The four notes are A S C H.

There were many musical cryptograms for it, with the main being the German name for the town of Asch, 
in which Schumann's then girlfriend Ernestine von Fricken, was born.
Also these are the only music letters in the name of Schumann.

The work consists of a collection of short pieces representing masked revelers at Carnival.
Carnaval, although it was always considered very difficult for the public, and has a unique technical and emotional approach, 
remains famous among pianists and has been performed widely.

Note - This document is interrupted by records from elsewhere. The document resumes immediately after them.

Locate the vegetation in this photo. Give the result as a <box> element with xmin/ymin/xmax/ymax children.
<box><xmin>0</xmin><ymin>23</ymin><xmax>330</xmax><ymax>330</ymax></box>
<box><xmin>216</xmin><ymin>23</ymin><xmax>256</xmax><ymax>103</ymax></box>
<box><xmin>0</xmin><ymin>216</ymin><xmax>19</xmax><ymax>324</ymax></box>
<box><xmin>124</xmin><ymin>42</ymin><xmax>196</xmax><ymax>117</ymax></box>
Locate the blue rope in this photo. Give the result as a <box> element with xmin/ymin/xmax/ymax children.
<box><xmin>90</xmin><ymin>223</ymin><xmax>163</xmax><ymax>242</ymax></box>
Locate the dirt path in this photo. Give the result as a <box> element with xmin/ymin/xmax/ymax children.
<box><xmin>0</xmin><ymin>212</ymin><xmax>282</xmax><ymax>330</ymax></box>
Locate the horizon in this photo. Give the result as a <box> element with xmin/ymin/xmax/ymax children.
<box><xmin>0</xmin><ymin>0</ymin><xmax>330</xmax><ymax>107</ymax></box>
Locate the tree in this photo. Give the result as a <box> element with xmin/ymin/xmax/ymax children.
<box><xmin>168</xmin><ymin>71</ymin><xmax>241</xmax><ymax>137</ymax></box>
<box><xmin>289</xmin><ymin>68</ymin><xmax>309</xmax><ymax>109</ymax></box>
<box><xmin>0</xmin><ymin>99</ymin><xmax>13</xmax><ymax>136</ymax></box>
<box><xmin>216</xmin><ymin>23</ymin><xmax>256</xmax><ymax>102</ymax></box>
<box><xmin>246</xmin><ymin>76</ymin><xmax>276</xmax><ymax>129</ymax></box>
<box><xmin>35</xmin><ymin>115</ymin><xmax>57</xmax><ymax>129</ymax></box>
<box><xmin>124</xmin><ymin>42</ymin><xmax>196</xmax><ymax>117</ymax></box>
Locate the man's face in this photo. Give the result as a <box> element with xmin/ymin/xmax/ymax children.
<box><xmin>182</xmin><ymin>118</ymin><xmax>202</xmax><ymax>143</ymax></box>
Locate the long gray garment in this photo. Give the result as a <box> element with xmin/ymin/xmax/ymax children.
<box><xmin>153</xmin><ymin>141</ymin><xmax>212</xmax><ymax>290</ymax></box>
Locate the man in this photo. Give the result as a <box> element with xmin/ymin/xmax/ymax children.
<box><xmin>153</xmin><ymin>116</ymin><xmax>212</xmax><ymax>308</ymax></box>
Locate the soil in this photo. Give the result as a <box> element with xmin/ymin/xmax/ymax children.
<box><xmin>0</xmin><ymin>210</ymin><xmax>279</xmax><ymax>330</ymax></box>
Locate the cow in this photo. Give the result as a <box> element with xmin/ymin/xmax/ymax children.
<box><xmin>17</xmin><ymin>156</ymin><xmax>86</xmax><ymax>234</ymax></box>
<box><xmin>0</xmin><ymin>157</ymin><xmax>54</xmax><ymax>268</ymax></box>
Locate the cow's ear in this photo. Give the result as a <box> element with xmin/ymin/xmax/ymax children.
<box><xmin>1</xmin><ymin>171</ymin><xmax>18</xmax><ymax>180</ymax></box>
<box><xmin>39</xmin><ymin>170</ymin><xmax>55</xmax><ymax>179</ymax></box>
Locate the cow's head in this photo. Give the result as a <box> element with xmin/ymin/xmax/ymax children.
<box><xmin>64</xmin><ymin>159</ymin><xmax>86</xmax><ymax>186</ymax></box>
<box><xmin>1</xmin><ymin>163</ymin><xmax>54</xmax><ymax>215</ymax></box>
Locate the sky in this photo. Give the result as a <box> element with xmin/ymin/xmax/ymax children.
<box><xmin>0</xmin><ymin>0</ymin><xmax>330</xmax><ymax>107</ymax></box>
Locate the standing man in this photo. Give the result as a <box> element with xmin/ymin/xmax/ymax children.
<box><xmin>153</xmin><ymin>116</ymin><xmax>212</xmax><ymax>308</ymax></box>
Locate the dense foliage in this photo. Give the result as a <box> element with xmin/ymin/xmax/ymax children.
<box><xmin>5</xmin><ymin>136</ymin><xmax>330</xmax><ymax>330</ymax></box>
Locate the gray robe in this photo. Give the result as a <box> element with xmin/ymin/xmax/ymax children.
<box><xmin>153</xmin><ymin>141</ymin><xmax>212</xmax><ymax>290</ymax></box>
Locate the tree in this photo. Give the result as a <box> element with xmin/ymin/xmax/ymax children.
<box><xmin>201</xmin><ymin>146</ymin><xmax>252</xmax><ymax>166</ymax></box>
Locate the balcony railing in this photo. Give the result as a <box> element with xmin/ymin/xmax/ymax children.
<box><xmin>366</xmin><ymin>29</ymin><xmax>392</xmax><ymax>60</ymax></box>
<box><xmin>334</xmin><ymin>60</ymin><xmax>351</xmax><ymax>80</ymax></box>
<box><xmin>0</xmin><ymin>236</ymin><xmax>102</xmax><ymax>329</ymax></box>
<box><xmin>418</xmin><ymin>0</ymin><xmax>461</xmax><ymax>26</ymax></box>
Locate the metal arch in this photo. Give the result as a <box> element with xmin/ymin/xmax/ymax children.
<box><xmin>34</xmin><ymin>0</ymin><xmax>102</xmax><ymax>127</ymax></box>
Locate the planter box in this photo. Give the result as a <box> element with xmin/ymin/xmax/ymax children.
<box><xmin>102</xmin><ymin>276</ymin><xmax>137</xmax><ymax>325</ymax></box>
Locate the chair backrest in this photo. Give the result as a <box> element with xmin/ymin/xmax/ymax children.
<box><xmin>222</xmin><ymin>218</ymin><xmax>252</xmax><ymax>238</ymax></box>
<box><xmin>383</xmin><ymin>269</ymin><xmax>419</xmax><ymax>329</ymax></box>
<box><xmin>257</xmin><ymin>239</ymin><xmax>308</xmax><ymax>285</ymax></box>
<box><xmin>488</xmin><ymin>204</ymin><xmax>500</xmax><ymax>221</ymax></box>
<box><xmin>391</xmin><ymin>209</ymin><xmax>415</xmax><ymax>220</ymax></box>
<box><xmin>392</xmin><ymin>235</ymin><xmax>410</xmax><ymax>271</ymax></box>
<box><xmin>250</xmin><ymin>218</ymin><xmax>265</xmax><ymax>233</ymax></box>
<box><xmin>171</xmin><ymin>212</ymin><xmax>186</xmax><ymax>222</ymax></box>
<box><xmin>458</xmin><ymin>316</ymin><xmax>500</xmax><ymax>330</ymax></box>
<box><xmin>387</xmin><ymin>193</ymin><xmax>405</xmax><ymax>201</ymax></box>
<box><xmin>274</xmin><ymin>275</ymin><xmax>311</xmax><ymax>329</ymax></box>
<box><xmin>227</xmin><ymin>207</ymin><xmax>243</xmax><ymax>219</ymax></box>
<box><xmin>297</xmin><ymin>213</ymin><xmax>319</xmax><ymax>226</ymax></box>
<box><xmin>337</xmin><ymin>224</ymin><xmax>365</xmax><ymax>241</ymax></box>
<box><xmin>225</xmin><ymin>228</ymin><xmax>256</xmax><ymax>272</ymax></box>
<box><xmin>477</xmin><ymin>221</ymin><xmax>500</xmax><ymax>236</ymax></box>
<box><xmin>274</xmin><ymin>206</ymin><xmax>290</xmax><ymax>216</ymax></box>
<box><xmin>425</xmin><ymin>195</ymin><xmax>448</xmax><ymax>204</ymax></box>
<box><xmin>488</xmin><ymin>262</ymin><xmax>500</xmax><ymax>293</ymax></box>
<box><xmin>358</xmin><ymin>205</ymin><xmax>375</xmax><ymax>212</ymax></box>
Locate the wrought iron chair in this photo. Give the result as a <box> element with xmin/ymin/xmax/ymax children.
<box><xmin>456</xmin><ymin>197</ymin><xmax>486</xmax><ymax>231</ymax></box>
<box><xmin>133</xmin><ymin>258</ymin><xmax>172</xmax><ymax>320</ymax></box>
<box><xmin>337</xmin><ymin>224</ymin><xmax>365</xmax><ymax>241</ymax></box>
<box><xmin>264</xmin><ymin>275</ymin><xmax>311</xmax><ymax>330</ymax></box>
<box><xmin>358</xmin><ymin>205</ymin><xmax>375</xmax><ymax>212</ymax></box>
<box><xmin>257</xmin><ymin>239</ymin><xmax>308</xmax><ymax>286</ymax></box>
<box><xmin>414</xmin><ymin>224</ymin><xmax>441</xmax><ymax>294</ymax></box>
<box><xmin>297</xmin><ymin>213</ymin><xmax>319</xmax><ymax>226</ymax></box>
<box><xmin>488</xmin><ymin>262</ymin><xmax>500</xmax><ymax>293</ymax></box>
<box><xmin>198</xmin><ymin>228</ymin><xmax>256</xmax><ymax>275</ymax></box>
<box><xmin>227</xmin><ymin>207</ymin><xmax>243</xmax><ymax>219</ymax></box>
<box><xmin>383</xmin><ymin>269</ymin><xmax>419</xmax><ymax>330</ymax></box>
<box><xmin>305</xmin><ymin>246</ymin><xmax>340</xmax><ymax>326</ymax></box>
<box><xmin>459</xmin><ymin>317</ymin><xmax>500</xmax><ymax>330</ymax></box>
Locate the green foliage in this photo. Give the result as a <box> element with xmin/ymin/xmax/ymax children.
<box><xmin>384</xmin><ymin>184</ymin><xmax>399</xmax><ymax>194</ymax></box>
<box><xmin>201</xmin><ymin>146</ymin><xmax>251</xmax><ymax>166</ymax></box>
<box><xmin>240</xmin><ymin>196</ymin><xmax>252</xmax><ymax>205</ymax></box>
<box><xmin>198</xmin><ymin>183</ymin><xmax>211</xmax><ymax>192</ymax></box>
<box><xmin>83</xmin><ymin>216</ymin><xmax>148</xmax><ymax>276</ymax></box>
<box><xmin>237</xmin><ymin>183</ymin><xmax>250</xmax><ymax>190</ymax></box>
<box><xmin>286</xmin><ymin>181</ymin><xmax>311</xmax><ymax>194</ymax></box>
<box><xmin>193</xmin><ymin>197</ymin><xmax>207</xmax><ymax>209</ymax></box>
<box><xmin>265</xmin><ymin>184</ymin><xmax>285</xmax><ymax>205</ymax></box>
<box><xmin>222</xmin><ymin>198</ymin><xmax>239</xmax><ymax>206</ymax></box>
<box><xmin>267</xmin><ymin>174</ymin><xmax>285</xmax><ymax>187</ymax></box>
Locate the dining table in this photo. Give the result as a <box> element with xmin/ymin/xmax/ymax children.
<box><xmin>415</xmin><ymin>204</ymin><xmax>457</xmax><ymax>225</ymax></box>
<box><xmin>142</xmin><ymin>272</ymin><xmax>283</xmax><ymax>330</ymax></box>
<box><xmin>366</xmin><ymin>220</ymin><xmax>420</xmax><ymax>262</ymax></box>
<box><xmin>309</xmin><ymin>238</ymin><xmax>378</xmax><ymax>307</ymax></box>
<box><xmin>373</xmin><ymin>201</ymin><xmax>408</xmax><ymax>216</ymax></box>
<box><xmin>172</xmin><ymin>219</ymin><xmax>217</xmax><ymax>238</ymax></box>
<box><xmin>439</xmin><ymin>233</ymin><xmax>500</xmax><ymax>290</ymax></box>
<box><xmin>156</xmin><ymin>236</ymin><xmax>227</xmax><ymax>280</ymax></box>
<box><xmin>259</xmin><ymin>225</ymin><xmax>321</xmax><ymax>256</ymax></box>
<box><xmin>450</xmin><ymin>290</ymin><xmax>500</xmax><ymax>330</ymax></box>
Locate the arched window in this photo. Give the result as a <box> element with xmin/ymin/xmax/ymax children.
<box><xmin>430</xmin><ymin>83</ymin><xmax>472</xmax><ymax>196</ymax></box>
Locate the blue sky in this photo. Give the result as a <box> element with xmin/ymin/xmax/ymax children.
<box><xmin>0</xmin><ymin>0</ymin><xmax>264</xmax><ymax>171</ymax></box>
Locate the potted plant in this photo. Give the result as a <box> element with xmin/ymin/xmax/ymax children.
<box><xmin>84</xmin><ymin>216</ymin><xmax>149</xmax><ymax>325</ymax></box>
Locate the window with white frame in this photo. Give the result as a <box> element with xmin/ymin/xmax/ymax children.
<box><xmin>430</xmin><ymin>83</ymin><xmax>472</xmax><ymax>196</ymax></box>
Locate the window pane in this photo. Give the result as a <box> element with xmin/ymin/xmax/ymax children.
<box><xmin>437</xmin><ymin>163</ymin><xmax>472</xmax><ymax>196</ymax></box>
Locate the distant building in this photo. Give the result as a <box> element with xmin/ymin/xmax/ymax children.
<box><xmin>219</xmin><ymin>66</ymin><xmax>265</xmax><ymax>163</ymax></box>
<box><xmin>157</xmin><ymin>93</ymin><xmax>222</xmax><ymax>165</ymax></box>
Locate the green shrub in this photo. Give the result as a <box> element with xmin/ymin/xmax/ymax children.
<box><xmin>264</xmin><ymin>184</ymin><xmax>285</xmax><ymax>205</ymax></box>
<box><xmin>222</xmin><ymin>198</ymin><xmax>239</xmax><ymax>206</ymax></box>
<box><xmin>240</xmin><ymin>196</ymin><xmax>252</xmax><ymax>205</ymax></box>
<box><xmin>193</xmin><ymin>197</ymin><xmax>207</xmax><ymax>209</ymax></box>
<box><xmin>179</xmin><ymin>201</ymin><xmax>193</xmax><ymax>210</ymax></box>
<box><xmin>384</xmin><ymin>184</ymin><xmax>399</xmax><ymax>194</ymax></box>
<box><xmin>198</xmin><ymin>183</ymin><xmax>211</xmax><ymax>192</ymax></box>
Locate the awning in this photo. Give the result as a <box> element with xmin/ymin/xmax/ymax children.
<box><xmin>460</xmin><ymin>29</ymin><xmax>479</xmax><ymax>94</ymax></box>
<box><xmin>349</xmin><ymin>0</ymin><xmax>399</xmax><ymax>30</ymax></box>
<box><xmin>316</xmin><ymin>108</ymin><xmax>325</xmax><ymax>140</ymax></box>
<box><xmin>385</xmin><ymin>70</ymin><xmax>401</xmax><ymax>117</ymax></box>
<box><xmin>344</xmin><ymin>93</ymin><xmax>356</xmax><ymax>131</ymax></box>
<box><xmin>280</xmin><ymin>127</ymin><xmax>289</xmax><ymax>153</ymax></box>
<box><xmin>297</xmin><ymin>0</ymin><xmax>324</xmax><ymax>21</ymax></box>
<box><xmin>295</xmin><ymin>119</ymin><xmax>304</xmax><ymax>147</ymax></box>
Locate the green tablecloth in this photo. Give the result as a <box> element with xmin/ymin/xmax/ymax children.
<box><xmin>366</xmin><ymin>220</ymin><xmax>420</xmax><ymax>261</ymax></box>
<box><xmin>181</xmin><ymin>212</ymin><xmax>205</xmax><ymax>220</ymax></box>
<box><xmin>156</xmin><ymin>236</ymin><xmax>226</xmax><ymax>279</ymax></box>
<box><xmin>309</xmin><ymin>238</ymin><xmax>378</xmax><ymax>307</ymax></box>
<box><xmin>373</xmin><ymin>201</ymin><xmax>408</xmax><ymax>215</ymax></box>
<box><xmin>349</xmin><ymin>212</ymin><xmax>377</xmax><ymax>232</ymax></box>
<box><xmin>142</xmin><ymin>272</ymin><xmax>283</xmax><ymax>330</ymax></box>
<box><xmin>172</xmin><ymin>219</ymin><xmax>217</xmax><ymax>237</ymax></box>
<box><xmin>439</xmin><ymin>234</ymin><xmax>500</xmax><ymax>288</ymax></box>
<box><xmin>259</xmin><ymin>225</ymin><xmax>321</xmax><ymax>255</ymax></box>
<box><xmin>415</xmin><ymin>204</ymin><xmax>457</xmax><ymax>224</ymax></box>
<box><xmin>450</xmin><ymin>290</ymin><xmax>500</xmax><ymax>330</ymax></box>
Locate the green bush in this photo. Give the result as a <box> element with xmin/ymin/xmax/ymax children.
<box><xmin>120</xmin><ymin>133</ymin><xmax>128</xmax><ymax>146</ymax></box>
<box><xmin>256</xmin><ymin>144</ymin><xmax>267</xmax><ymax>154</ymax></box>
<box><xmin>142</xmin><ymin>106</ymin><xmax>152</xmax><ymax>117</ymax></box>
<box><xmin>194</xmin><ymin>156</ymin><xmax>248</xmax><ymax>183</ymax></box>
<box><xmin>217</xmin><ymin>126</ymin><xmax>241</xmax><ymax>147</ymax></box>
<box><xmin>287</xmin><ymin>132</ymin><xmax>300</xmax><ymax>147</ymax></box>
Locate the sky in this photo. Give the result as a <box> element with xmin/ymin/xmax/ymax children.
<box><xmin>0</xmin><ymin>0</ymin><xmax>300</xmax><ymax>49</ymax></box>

_Schumann is known for the use of musical quotes and codes in his work. _

Carnaval has been orchestrated by many famous composers like Alexander Glazunov, N. Rimsky-Korsakov, Maurice Ravel and others.

A quite distinct piece.

*Interesting to listen to other stories behind the music, that you have to tell.*


----------



## hpowders (Dec 23, 2013)

Thank you for the background of one of my favorite pieces.
Schumann was so complex!
I would have loved to share a beer with him over a long, long lunch. So many questions!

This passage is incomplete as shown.